10. Der Forderung des Klägers steht auch keine anderweitige Vereinbarung zwischen den Parteien entgegen. Zwar hat unstreitig die Beklagte gegenüber dem Kläger einen kostenlosen Rücktransport gefordert. Ausdrücklich hat der Kläger dieser Forderung der Beklagten niemals zugestimmt. Im Hinblick auf das Fax des Klägers vom 3.8.2005 konnte die Beklagte auch nicht damit rechnen, dass der Kläger den Rücktransport tatsächlich kostenlos durchführte. Wenn sie dann den Kläger mit der Organisation des Rücktransports beauftragte, besteht ein Anspruch des Klägers gem. § 670 BGB.

11. Ersparte Aufwendungen auf Klägerseite, die der Forderung des Klägers entgegen gehalten werden könnten, sind von Beklagtenseite nicht hinreichend substantiiert vorgetragen. Unstreitig ist die Beklagte nach dem Vorfall, obwohl zwischen den Parteien lediglich auf einem Campingplatz vereinbart war, in einem Hotel untergebracht worden.

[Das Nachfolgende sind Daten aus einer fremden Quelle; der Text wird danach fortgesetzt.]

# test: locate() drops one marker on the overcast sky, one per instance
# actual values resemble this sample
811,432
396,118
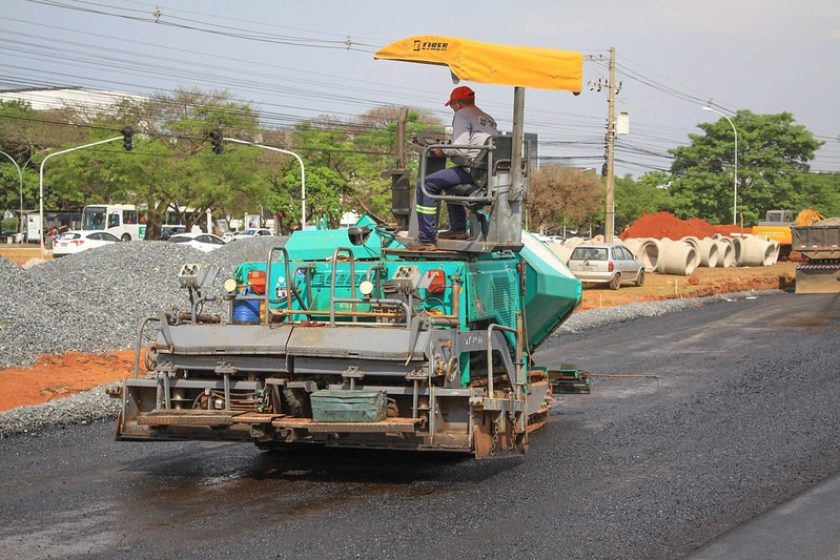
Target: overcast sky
291,60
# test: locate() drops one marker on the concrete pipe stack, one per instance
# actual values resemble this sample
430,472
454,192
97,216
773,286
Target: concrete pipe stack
647,250
677,257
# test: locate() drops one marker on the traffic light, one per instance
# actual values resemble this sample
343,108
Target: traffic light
216,140
128,138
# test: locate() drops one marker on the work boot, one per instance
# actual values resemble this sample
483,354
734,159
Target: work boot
449,234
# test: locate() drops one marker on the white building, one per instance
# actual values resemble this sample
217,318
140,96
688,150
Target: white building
87,101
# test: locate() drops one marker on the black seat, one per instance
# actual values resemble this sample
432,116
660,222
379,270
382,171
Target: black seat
480,171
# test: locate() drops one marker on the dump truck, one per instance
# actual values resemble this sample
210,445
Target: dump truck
777,226
347,338
819,246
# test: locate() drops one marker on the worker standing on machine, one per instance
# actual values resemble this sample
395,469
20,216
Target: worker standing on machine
470,126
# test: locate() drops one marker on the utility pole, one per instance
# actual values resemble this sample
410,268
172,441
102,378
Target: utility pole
609,222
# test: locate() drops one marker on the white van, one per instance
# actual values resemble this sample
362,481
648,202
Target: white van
121,220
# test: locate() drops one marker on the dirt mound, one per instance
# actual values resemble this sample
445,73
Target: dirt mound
666,225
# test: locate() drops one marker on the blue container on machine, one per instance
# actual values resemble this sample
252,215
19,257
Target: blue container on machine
246,311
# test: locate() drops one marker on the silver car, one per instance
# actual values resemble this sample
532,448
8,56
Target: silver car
600,263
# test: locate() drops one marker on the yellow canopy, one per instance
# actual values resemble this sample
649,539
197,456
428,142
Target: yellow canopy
490,63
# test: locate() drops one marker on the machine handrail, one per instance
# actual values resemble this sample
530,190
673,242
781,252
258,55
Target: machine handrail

12. Die Beklagte selbst hat diese Kosten offensichtlich nicht gezahlt. Es ist auch nicht damit zu rechnen, dass diese von der Polizei gezahlt worden sind. Vernünftiger Weise können sie nur von dem Kläger als Reiseveranstalter übernommen worden sein. Im Hinblick hierauf hat der Kläger überobligationsmäßige Leistungen erbracht. Es ist nicht erkennbar, in wie weit dem Kläger im Hinblick auf diese überobligationsmäßigen Leistungen durch die frühzeitige Beendigung des Reisevertrages Kosten erspart worden sind.

13. Zinsen und geltend gemachte außergerichtliche Anwaltskosten, die der Höhe nach unstreitig sind, sind aus dem Gesichtspunkt des Verzuges gem. § 286, 288 BGB gerechtfertigt.

14. Die prozessualen Nebenentscheidungen folgen aus §§ 91, 708 Ziffer 11, 713 ZPO.